Cual efectivo Terna en misión, fui y comencé a deambular por fuera del restaurante, camuflado, para no levantar la sospecha de los miembros de la seguridad privada de los Stones y por supuesto, de algún avispado colega.
El dato era certero y la espera dio sus frutos. Ahí, a puertas cerradas, cenaban los cuatro junto con sus familias, amigos y compañeros de banda. Ahora todos viajan con sus esposas, algunos hijos y hasta nietos. Eso sí, cada Stone va con su propio equipo de seguridad.
El primero en salir fue Charlie Watts junto con su esposa Shirley Shepherd. Su delgada silueta y cabello blanco lo hizo identificable pese a la distancia y la noche. Vi que alguien se acercó a él y comenzó a charlar. Era Gastón Acurio, dueño del restaurante. ¿Qué conversaron? Gastón nunca lo contó.

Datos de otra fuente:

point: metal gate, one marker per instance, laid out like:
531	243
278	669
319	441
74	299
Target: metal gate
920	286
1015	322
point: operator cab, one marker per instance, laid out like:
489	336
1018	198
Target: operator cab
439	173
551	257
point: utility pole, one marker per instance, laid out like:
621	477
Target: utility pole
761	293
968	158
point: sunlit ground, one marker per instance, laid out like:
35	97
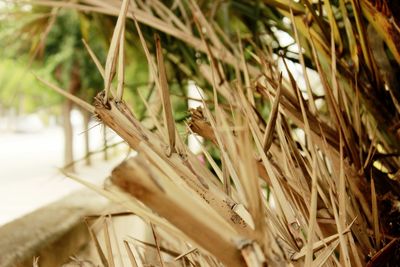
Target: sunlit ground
30	158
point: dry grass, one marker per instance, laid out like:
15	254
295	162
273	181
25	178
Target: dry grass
276	198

Tampoco hay imágenes que registren esa noche. Los celulares fueron vetados para dejar todo a la memoria.
Después de Watts salieron los demás. Un alertado miembro de seguridad me identificó y apuntó una potente luz a mi lente. Blanco, todo blanco, pero ya tenía a Charlie en Lima.
El día del concierto, acreditado como debe ser, no podía creer que finalmente los vería rockear en mi ciudad. Con la adrenalina zumbando, registré las dos canciones iniciales. De ahí, a saltar, gritar y cantar.
Cinco años después, con un año y medio de pandemia, estos caballeros me volvieron a contagiar optimismo, vida. El día de mi primera dosis de la vacuna contra el COVID-19, le pedí a la enfermera, con el aplomo que mi fobia a las agujas me permitió: “pinche en la lengua por favor”. Y así, esas gotas de vida, fueron clavadas en mi tatuaje de la lengua Stone. Ahora que partiste Charlie, si llego a fotografiar a tus compañeros otra vez, recordaré esta rola de ustedes: “una sonrisa alivia un corazón que se aflige, recuerdo lo que dije, no voy a esperar a una dama, solo estoy esperando a un amigo”.